The study also uses the latest technology to locate faults that could provide passage for underground water supplies. Aerial flights to measure underground magnetics and gravity meters on the ground helped map basement rocks and faults, while analysis of more than 1,300 well-drilling logs helped confirm the geological conclusions.

With the help of previous studies, the new study does the best job so far of quantifying the size of sub-basins that could hold groundwater.

Now it's up to the USGS hydrologists to subsequently discern whether the sediments consist of gravel that can hold a lot of water or clay that leaves much less room.

Some of the other results of the geologic report include:

¥ Numerous underground volcanic plugs in the Little Chino sub-basin in the Prescott tri-city area likely impede the flow of ground-water to the upper Verde River. Some of the plugs are exposed above the ground, such as the landmark Thumb Butte next to Prescott. Numerous plugs also are between the Big and Little Chino sub-basins.

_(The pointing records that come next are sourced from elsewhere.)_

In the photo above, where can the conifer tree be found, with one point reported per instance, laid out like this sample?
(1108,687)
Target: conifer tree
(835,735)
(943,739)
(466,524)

¥ A relatively young, narrow and deep fault parallels the west side of the Verde River in the Verde Valley. USGS scientists named it the Bridgeport Fault because it goes through that unincorporated community. The sub-basin along that fault is about 3,000 to 4,000 feet deep, nine miles long and two to three miles wide, Langenheim estimated.

¥ Geology indicates there could be a small, deep groundwater basin northwest of Page Springs and another one southwest of Camp Verde in the Verde Valley.

¥ The fault that crosses Page Springs is about 10 miles longer than scientists previously thought. The springs supply a state fish hatchery. The fault may explain why the springs exist, Langenheim said. Faults are important because they can act as barriers or conduits to groundwater flow.